L'ultima modifica è del 08 dicembre 2010 alle ore 09:01.
A sei giorni dal discorso con cui, lunedì 13, il presidente del Consiglio si presenterà in Parlamento, lo stallo continua. Le posizioni restano rigide, le polemiche roventi. E in fondo ha ragione il direttore della Fondazione Farefuturo, quando giudica assurda l'accusa di "tradimento" rivolta dal Pdl ai seguaci di Fini. In effetti non ci sono "traditori" in questa vicenda, ma solo una serie di personaggi che stanno giocando una partita dagli esiti sempre più nebulosi.

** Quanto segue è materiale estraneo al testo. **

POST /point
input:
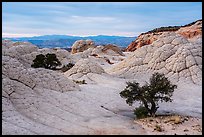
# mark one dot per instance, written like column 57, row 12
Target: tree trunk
column 153, row 109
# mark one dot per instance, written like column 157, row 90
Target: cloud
column 94, row 18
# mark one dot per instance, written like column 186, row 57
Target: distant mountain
column 65, row 41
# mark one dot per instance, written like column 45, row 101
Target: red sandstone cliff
column 188, row 31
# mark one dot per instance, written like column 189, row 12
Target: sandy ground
column 171, row 125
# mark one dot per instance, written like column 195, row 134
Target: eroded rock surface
column 171, row 54
column 190, row 31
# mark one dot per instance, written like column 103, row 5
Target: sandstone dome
column 82, row 45
column 171, row 54
column 83, row 67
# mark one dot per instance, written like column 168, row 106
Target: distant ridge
column 65, row 41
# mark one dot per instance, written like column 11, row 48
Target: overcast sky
column 94, row 18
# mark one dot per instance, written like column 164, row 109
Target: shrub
column 67, row 67
column 48, row 61
column 141, row 112
column 159, row 89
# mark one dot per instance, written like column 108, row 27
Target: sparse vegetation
column 48, row 61
column 141, row 112
column 80, row 82
column 159, row 89
column 67, row 67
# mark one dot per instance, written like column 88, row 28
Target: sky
column 26, row 19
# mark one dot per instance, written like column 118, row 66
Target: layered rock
column 83, row 67
column 28, row 52
column 82, row 45
column 171, row 54
column 188, row 31
column 191, row 31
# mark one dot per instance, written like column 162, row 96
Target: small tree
column 48, row 61
column 159, row 89
column 39, row 61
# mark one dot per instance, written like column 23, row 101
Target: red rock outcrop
column 192, row 31
column 188, row 31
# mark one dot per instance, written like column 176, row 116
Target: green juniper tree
column 159, row 89
column 48, row 61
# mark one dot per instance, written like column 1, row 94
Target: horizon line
column 35, row 35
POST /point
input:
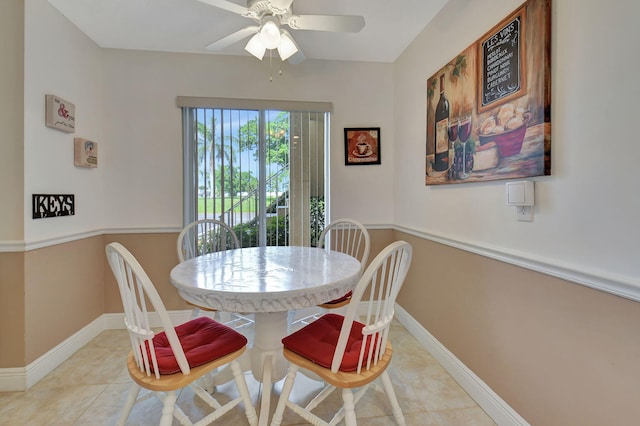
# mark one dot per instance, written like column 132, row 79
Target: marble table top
column 266, row 279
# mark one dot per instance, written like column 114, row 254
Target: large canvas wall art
column 489, row 109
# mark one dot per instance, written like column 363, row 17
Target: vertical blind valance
column 252, row 104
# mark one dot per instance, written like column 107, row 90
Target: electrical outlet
column 524, row 213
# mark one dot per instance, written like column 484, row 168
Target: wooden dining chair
column 346, row 236
column 176, row 357
column 349, row 351
column 208, row 236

Nessuno dei principali interpreti, da Berlusconi a Fini, può essere davvero sicuro delle carte di cui dispone. Tant'è che dietro le quinte, nonostante tutto, si svolge qualche incontro, o per meglio dire qualche abboccamento nella penombra. Ma non è questo che serve. Una trattativa fra Berlusconi e Bossi da un lato, Fini e Casini dall'altro, sarebbe senza dubbio opportuna, se però si svolgesse alla luce del sole e in una sede istituzionale. Visto che la posta in gioco è il futuro della legislatura, è il meno che si possa chiedere. A maggior ragione perché in realtà si sta discutendo di come chiudere la lunga stagione di Berlusconi per avviare una fase nuova della politica (sulla quale, peraltro, le idee sono molto confuse). Ed è logico che un passaggio politico tanto impegnativo debba avvenire in forme tali da consentire agli italiani di comprendere cosa accade. Finora non è così.

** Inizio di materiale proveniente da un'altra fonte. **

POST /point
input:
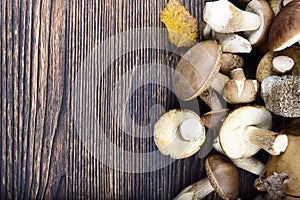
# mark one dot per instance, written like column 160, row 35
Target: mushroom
column 246, row 130
column 248, row 164
column 229, row 62
column 223, row 17
column 282, row 64
column 282, row 95
column 264, row 10
column 196, row 71
column 285, row 28
column 215, row 118
column 287, row 163
column 232, row 42
column 222, row 176
column 265, row 67
column 179, row 133
column 239, row 90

Ieri sera, ad esempio, c'era molta attesa per l'intervista di Gianfranco Fini a "Ballarò". S'immaginava che il presidente della Camera avrebbe preso l'iniziativa per rompere l'"impasse". Nella sostanza però dalle sue parole non sono venute novità di rilievo. Tranne una: la smentita all'ipotesi che in caso di elezioni "Futuro e Libertà" parteciperebbe a un grande "cartello" anti-berlusconiano di tutti contro uno. In questo c'è una logica. Da giorni il presidente della Camera si sforza di non farsi appiattire sulla sinistra. Prima ha dichiarato che non è sua intenzione favorire un cambio di alleanze (il "ribaltone"), ora nega la volontà di allearsi con il Pd. C'è una certa differenza con l'approccio di Casini, che invece tratteggia una "grande coalizione" alla tedesca, un patto nazionale fra destra e sinistra con un altro premier.